Who/What is your greatest inspiration to write? Where do your story and character ideas come from?

Living life is my greatest inspiration. I love to observe the world around me, and that’s where I find my stories and characters. They’re there in the conversations over coffee with friends, in snippets of conversations I overhear in line in the grocery store, in the few words to neighbors while I walk to the mailbox, in interactions with co-workers, at the shopping mall while I browse racks of clothes, and everywhere I find myself.

What do you think makes your style of storytelling unique?

I think my style of storytelling is unique because at this point in time there are not many writers specifically writing to issues baby boomers experience. I used to wonder if my stories would ever be published because I thought they were just simple stories of average people, and not big, important stories with heroic characters. But I’ve been told that my stories are easy to relate to—that the lady next door can connect with the issues my characters experience. Women have told me I’m writing what they’re thinking or experiencing. I’m honored to know that my simple, little stories have impacted lives. It’s obviously a God thing.

Finish this question. If I could ask Jesus over for coffee and ask him one question, I would ask…

Wow. That looks like a simple question, but it’s not. My first thought is that I would be consumed with thanking Him for what he’s given me. I’m blessed with a truly happy life. Perhaps my question would be, “What am I missing?” Is there something else He wants me to do? Am I doing all He’s created me for?

Any parting words for up-and-coming writers?

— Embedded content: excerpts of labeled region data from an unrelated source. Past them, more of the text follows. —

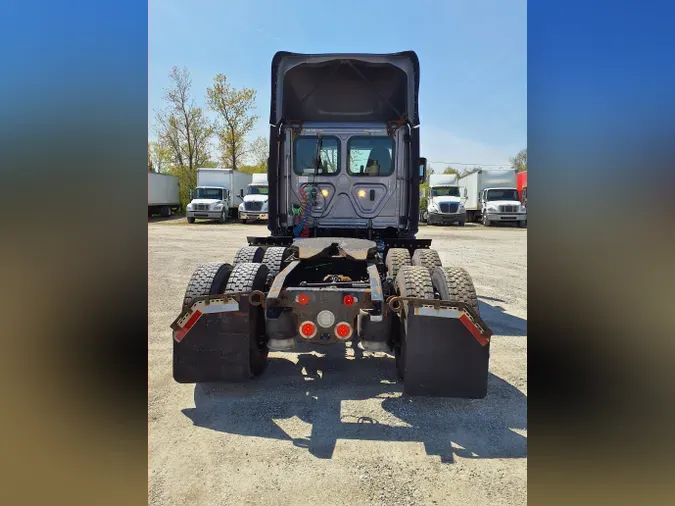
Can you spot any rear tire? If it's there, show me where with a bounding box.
[225,260,269,376]
[232,246,265,265]
[262,246,291,284]
[412,248,443,273]
[390,264,434,380]
[385,248,410,279]
[172,263,232,383]
[431,267,480,315]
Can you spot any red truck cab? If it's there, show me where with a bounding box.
[516,171,527,207]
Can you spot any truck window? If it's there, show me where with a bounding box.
[293,135,340,176]
[193,188,223,200]
[431,186,459,197]
[347,136,394,176]
[247,186,269,195]
[485,188,520,202]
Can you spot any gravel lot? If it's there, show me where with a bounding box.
[148,218,527,506]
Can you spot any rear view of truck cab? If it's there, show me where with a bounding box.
[172,51,492,398]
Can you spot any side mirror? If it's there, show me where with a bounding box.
[420,158,427,184]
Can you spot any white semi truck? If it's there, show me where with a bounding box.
[148,172,180,217]
[239,173,269,223]
[426,174,466,227]
[186,168,251,223]
[459,169,527,227]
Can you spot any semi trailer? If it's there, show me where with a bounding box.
[186,168,251,223]
[171,51,492,398]
[239,174,269,223]
[148,172,180,217]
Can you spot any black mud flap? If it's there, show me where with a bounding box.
[171,297,252,383]
[403,302,492,399]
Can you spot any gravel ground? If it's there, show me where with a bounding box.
[148,218,527,506]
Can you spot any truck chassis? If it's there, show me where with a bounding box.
[171,237,492,398]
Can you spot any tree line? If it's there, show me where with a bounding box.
[148,66,268,208]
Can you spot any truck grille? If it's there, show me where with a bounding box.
[439,202,457,213]
[244,202,262,211]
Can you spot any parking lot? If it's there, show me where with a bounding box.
[148,218,527,505]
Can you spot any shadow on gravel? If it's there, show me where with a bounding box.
[183,345,527,463]
[478,295,527,336]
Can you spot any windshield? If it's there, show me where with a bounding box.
[485,188,520,202]
[246,186,269,195]
[431,186,459,197]
[347,137,394,176]
[293,136,340,176]
[193,188,223,200]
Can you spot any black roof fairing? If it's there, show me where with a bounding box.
[270,51,419,126]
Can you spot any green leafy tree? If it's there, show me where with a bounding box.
[206,74,258,170]
[155,67,214,208]
[509,148,527,172]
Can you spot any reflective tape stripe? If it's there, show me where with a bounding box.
[173,310,202,343]
[459,313,490,346]
[414,306,460,318]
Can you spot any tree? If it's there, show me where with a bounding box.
[206,74,258,170]
[509,148,527,172]
[156,67,214,207]
[148,141,173,173]
[249,137,269,172]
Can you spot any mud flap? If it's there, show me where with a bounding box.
[403,303,492,399]
[171,297,252,383]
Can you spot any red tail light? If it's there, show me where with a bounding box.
[335,322,352,341]
[300,321,316,339]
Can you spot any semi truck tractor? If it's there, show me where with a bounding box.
[459,169,527,227]
[148,172,180,217]
[239,174,269,223]
[426,174,466,227]
[186,168,251,223]
[171,51,492,398]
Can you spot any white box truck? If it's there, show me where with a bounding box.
[239,173,269,223]
[459,169,527,227]
[425,174,466,227]
[186,168,251,223]
[148,172,180,217]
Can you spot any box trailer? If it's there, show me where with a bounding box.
[425,174,466,227]
[186,168,251,223]
[517,170,527,208]
[239,173,269,223]
[459,169,527,226]
[148,172,180,216]
[171,51,492,398]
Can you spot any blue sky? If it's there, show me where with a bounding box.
[148,0,527,168]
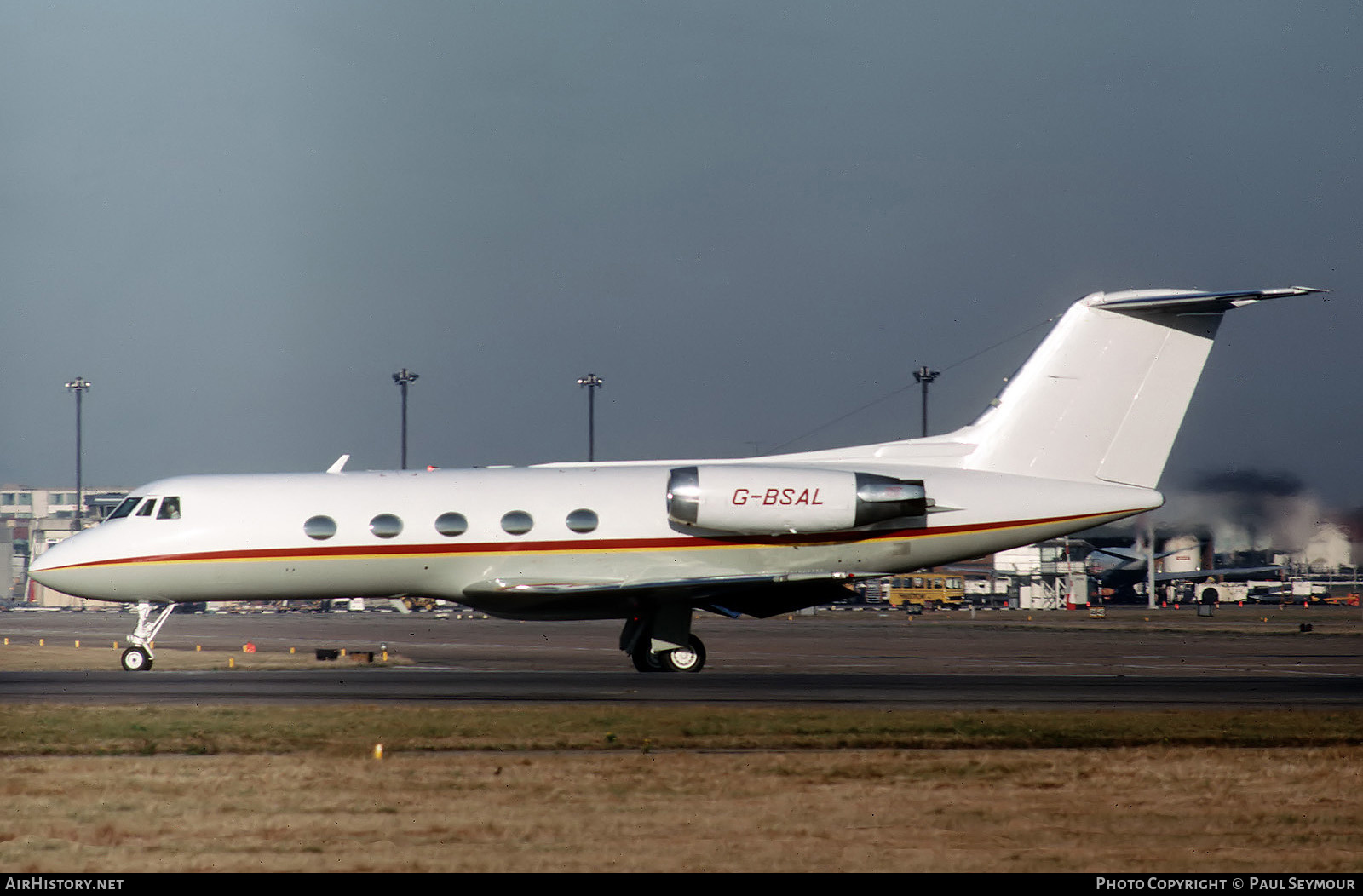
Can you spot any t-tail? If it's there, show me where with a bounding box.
[948,286,1325,489]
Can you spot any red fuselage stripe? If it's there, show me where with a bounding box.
[45,508,1150,569]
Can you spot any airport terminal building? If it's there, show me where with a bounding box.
[0,484,129,606]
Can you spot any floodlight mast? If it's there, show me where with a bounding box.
[66,376,94,522]
[578,373,605,462]
[393,368,420,470]
[913,364,942,439]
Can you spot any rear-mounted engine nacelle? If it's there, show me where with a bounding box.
[668,464,929,535]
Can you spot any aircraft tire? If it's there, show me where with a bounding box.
[657,635,705,673]
[630,646,663,673]
[120,646,152,671]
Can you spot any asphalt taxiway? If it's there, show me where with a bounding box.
[0,607,1363,709]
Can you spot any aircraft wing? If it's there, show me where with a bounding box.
[452,571,866,618]
[1154,566,1283,582]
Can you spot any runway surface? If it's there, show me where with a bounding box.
[0,607,1363,709]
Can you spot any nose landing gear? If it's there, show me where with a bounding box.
[120,600,175,671]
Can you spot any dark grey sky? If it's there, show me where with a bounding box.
[0,0,1363,504]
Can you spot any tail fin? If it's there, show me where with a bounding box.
[945,286,1324,489]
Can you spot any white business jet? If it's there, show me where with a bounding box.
[30,287,1324,671]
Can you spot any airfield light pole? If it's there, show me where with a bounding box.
[578,373,605,462]
[66,376,94,532]
[393,368,420,470]
[913,364,942,439]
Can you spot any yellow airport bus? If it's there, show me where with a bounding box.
[884,571,965,612]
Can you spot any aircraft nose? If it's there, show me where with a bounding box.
[29,534,111,598]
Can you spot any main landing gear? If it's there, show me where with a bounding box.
[121,600,175,671]
[620,605,705,673]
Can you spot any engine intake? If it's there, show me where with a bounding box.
[668,464,929,535]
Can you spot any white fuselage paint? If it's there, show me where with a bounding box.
[30,287,1320,621]
[26,459,1161,616]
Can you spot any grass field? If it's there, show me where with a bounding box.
[0,705,1363,873]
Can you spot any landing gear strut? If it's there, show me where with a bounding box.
[620,606,705,673]
[121,600,175,671]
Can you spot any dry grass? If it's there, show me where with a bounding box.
[0,746,1363,873]
[0,705,1363,873]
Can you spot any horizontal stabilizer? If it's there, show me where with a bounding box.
[1089,286,1331,314]
[945,286,1324,489]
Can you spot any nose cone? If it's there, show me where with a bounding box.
[29,531,116,598]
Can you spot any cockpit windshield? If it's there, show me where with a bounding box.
[109,494,141,520]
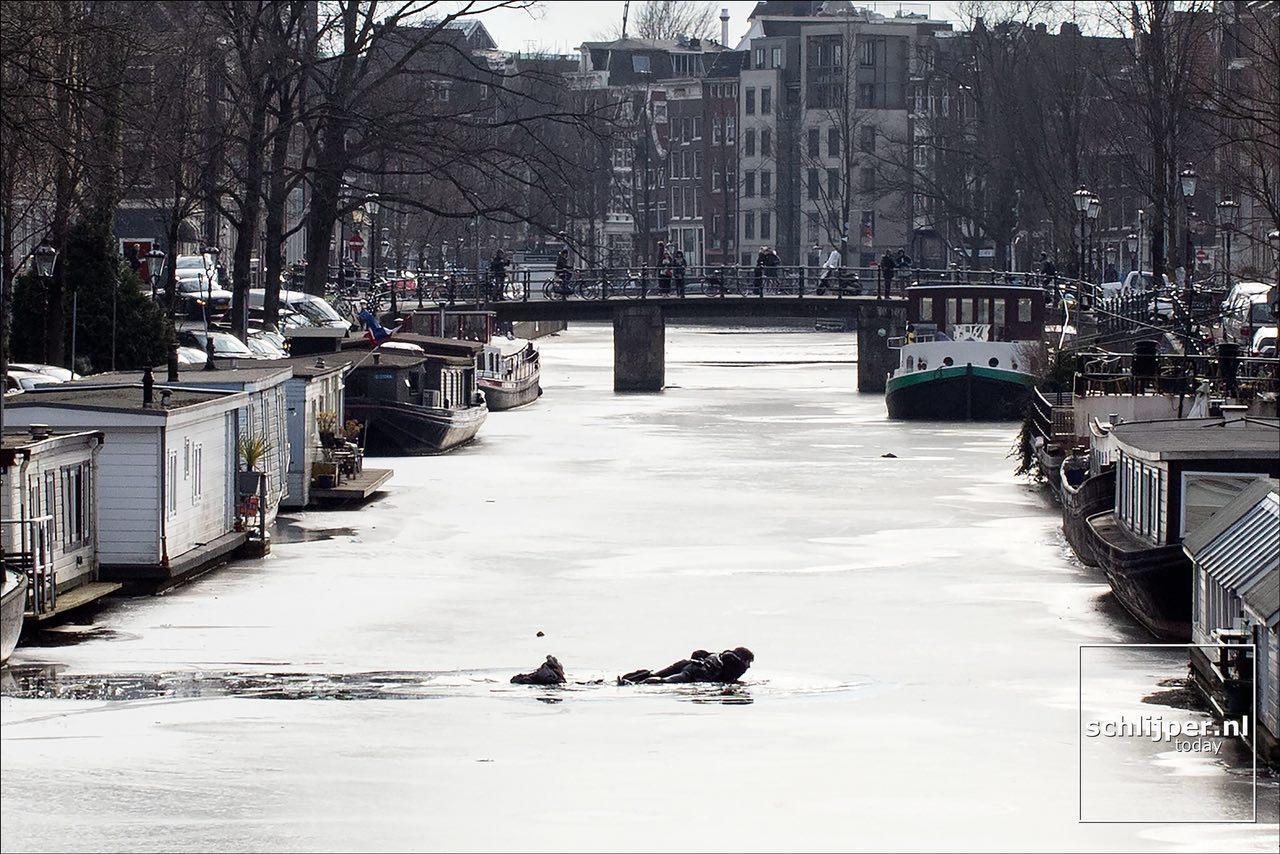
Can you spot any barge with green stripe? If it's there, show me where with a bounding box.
[884,365,1036,421]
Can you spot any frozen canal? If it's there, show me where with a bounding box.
[0,326,1277,851]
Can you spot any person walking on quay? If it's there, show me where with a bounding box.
[556,247,573,300]
[489,250,511,302]
[876,250,893,297]
[818,247,841,297]
[671,248,689,297]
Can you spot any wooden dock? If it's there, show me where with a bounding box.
[311,469,392,503]
[23,581,124,627]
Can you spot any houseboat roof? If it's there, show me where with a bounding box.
[84,361,289,392]
[5,383,237,416]
[0,429,104,467]
[262,353,360,379]
[1183,478,1280,616]
[1111,417,1280,461]
[342,332,484,357]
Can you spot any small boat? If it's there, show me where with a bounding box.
[0,570,27,665]
[884,283,1044,421]
[402,309,543,412]
[346,344,489,456]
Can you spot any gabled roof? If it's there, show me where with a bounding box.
[1183,478,1280,606]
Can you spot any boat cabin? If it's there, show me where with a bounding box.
[0,424,104,617]
[906,283,1044,342]
[1183,479,1280,763]
[5,383,248,584]
[1110,417,1280,547]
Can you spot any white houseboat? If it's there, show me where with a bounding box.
[5,383,248,586]
[884,283,1044,420]
[0,424,110,622]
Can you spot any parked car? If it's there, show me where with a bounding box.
[1222,282,1276,343]
[1249,325,1276,359]
[178,328,260,360]
[9,362,81,383]
[248,288,351,329]
[5,369,63,394]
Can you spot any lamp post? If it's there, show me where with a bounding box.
[200,246,218,370]
[1217,198,1240,291]
[1084,196,1102,279]
[1071,184,1093,278]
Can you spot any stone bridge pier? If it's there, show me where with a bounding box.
[613,305,667,392]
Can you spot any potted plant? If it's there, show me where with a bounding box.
[236,435,271,495]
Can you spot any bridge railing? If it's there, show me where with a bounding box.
[343,265,1082,310]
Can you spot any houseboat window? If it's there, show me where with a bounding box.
[165,451,178,516]
[1178,471,1262,536]
[191,444,205,504]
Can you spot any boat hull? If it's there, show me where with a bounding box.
[477,373,543,412]
[1059,466,1116,566]
[0,572,27,663]
[884,365,1036,421]
[1085,511,1192,643]
[347,399,489,457]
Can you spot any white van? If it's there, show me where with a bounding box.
[248,288,351,330]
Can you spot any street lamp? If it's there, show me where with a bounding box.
[1084,196,1102,277]
[200,246,218,370]
[1071,184,1093,278]
[1217,198,1240,291]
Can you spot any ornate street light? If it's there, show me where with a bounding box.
[32,239,58,279]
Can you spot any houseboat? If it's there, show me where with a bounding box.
[346,348,489,456]
[1183,479,1280,767]
[884,283,1044,420]
[0,425,110,624]
[1085,417,1280,643]
[85,361,292,525]
[404,309,543,412]
[5,383,248,586]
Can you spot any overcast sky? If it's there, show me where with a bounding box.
[481,0,959,54]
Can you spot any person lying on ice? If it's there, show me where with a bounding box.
[618,647,755,685]
[511,656,564,685]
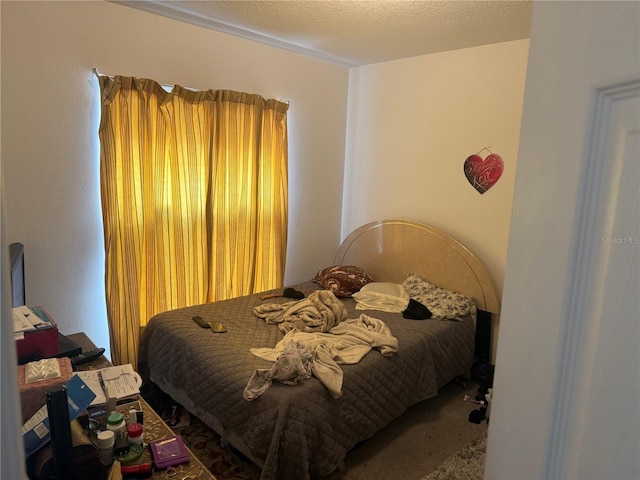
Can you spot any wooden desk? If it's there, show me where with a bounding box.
[67,332,216,480]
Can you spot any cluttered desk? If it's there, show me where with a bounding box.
[18,324,215,480]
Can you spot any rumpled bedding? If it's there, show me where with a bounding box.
[138,282,475,480]
[244,316,398,400]
[243,340,313,401]
[253,290,347,333]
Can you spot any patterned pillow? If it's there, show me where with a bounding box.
[313,265,373,298]
[402,273,476,320]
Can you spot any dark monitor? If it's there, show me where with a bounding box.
[9,242,26,307]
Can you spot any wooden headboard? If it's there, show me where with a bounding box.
[335,220,500,313]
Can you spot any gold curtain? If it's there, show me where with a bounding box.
[99,76,288,366]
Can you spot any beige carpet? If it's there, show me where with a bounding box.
[168,383,487,480]
[422,433,487,480]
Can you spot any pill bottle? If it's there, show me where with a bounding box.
[96,430,114,465]
[127,423,144,445]
[127,407,138,428]
[107,412,129,456]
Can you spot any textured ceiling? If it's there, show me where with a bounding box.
[114,0,532,66]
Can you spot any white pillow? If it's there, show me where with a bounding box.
[402,273,476,320]
[351,282,409,313]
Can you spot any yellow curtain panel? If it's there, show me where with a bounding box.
[99,76,288,366]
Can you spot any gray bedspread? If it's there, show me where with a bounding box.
[138,282,475,480]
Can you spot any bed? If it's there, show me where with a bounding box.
[138,220,500,480]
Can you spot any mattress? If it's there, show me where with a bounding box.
[138,282,475,480]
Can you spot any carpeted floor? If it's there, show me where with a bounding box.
[421,432,487,480]
[163,383,487,480]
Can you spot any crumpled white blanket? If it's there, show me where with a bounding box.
[253,290,347,333]
[242,341,313,401]
[251,314,398,398]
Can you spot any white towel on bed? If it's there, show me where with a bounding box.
[253,290,347,333]
[251,314,398,398]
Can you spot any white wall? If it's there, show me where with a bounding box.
[342,40,529,356]
[0,1,348,356]
[485,2,640,480]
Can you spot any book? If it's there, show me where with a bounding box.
[149,435,189,468]
[76,363,142,407]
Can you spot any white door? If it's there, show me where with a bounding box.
[485,1,640,480]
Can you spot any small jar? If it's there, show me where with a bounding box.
[107,412,129,456]
[127,423,144,445]
[96,430,115,465]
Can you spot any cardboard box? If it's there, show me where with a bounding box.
[16,307,60,365]
[18,356,73,423]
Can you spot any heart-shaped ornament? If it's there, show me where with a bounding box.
[464,153,504,194]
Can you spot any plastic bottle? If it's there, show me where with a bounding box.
[96,430,114,465]
[107,412,129,456]
[127,423,144,445]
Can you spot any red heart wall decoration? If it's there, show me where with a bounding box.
[464,153,504,194]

Write for an audience of One. Ask God where your calling may be. At one point, about two years before my contract came, I reconciled myself to the fact that maybe my writing would only be for my church, local newspapers, magazines, and letters and emails to loved ones. I had just become the assistant director of Words For The Journey Christian Writers Guild (Rocky Mountain Region), and thought perhaps my ministry was in being an encourager to others. It would be dishonest to say that I wasn’t saddened by this thought, but at the same time I wanted to be exactly where God wanted me to be. And I knew that obedience would in my Christian walk would ultimately be a joyful experience. Also, keep writing, reading, learning, and submitting. Be available to experience what God’s created you for, no matter what direction that leads you in.

Thanks for sharing with us, Megan!

Thank you for the opportunity to hang out on the ACFW website. This is such a dream come true. When I joined ACFW in 2001, I was member #94. I had stars in my eyes being able to interact with successful authors and learn the craft from skilled writers. Although I harbored the dream of publication in my heart, it seemed like too lofty an ambition for someone as unqualified as me. But because of ACFW I hung in there—growing as an artist, learning the craft, attending conferences, and learning about the publishing community.

I also want to share that the greatest impact on my life through my writing journey has nothing to do with publishing. My writing journey is most precious to me because of the depths I’ve traveled with God and what He’s continued to teach me. I don’t know where this adventure will lead, but as long as my hand is in His, I’ll gladly put one foot in front of the other and press on.